Voici le matin ! Matin d’été ! Matin-soleil !
L’ombre de la maison s’étire sur la terrasse. A peine levée, les cheveux en bataille, le pot de café fumant posé sur la table de jardin, j’ai bu sans la savourer ma première tasse de café, simplement pour avoir le goût du matin dans ma bouche. La dégustation sera pour la deuxième tasse, un peu plus tard. Installée sur la terrasse, je hume les odeurs de la nuit qui s’estompent arrosées par le soleil. Douce langueur du matin où la nature s’éveille ignorant les bruits parasites de l’humanité encore endormie.
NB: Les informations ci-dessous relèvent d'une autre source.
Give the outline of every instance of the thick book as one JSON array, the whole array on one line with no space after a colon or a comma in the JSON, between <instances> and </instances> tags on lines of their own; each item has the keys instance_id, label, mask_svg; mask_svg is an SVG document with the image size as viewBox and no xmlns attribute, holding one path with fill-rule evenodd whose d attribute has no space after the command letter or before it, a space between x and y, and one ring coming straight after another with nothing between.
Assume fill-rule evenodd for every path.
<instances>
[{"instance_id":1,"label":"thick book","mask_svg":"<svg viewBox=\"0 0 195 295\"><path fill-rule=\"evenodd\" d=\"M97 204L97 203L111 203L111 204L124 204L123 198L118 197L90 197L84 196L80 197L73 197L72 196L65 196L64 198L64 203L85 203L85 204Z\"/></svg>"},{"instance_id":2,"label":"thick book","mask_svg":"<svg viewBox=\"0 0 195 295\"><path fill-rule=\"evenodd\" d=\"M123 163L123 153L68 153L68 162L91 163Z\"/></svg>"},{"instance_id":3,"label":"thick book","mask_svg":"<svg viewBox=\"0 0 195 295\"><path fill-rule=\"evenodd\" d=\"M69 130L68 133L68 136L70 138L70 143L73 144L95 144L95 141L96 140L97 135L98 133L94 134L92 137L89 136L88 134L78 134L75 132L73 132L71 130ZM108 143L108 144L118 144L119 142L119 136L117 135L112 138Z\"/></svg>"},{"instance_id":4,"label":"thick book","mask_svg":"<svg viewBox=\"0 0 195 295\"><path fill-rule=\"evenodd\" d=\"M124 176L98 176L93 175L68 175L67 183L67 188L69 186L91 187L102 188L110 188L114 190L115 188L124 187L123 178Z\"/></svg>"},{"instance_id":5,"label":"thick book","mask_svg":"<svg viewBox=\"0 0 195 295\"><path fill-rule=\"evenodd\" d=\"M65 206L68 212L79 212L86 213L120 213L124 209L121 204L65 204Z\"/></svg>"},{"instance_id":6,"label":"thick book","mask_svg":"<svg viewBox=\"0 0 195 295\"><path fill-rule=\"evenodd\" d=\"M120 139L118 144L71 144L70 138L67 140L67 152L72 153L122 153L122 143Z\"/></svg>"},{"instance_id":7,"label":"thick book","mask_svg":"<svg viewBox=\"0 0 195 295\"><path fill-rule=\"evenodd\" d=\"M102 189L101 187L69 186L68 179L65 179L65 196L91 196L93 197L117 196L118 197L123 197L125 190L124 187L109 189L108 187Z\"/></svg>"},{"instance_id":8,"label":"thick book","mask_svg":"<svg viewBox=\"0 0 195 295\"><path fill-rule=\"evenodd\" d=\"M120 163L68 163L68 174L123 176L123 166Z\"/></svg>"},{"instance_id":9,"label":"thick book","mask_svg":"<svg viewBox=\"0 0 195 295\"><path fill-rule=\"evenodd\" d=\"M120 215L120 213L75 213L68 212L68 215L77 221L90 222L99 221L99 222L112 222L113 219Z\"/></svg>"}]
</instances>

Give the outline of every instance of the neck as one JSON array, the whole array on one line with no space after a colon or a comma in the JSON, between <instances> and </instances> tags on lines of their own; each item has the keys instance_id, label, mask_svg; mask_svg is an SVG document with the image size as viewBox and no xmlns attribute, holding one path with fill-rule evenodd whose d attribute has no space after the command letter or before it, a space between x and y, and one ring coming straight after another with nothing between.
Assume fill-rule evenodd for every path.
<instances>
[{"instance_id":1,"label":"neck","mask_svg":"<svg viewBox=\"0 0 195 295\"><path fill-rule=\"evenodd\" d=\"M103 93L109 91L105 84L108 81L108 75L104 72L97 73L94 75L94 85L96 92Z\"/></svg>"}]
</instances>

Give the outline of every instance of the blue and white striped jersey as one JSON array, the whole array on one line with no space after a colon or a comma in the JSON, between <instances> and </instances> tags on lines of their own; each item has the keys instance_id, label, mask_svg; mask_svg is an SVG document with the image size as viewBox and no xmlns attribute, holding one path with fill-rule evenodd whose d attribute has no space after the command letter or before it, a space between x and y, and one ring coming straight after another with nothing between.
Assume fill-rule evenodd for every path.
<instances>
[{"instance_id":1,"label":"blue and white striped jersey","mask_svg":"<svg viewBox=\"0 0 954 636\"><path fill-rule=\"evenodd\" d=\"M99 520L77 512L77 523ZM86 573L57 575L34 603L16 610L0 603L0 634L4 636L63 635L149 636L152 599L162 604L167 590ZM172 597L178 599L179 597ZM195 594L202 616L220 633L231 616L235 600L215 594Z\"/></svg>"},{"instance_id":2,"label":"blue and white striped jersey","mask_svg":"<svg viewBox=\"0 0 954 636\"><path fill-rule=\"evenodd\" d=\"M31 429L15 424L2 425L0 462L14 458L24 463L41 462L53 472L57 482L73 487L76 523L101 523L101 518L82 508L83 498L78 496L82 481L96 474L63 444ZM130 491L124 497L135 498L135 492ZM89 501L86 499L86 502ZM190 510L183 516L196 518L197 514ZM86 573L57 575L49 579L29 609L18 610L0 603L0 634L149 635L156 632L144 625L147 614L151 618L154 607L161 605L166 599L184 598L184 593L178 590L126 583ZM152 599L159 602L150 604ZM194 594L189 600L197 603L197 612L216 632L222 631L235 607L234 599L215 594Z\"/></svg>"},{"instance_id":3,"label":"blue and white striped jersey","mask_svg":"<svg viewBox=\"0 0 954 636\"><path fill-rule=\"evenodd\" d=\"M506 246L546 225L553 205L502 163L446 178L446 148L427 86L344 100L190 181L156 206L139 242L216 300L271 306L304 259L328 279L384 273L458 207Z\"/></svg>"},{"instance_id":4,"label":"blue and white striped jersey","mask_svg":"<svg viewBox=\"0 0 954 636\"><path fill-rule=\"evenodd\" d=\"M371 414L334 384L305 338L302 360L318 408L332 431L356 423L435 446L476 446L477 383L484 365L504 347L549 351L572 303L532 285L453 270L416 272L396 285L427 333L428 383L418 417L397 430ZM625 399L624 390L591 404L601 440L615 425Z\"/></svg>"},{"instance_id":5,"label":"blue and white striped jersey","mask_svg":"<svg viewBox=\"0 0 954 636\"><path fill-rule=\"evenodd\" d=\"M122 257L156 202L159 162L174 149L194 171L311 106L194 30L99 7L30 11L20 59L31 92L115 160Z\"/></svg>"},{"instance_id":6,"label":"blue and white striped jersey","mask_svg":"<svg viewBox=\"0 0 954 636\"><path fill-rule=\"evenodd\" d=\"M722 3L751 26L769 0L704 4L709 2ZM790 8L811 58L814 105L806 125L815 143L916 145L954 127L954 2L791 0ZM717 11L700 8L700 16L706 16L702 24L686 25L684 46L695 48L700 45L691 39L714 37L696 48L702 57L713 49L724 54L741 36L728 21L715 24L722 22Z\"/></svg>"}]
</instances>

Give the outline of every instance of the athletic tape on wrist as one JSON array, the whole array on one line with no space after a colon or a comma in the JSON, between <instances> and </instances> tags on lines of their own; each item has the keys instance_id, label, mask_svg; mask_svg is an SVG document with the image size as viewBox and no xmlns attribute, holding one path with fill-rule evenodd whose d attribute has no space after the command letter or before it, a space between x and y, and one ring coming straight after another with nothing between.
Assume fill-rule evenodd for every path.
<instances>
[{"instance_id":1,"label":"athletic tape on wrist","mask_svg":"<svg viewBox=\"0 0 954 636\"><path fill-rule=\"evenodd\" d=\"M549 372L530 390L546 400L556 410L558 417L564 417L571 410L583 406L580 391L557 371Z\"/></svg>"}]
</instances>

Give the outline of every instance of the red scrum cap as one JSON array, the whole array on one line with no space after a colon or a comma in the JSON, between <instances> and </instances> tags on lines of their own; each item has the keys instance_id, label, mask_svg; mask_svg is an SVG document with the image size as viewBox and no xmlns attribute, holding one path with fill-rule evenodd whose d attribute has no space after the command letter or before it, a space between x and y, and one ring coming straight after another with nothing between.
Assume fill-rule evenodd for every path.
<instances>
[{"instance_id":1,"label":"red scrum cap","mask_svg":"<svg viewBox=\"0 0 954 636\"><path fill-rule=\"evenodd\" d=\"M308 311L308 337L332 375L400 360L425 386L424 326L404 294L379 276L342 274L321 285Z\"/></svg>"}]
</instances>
Mon stylo posé sur la table flirte avec les feuilles de papier immaculées. Le carnet Moleskine endormi attend que je vienne y puiser quelques idées jetées là au gré de mon imagination et de mes découvertes.
Alors c’est mené d’une main de maître que le stylo s’élance essayant d’imiter son ancêtre le porte-plume dans l’art des pleins et des déliés. Dans sa hâte quelques accents où points sur les i ne se trouvent pas à leur place. Ceux-ci contrariés menacent de se déplacer pour se mettre en face de leurs points au risque de bousculer les consoles voisines. Que ferait un « i » sans sont point face au « m » massif, sûr qu’il ne fait pas le poids. Et ces « e » sans leurs accents, leurs mots appellent de toutes leurs lettres estropiées ou encore valides, les soins de la gomme. Mais celle-ci est absente, comme d’habitude quand on a besoin d’elle, bien à l’abri de la poussière au creux de la trousse, noyée au milieu des crayons. Devant tant de rébellion le stylo hésite puis d’une plume décidée pose les points sur les « i », les accents sur les « e » et au passage posent les barres aux « t » et, faisant plaisir au « m » accentué, rature l’inutile. C’est alors à la feuille blanche de discuter. Elle conteste le fait d’avoir été transformée en torchon. Le stylo s’excuse. La feuille de papier est triste de tous ces mots raturés, mais d’autres s' ajouteront dans les marges et quand il n’y aura plus de place des Post-it viendront se coller à elle.
Matin-soleil, l’ombre se rétracte sur la terrasse et bientôt le soleil éclaboussera la table et les feuilles de papier, la tasse de café vidée, une belle journée s’annonce.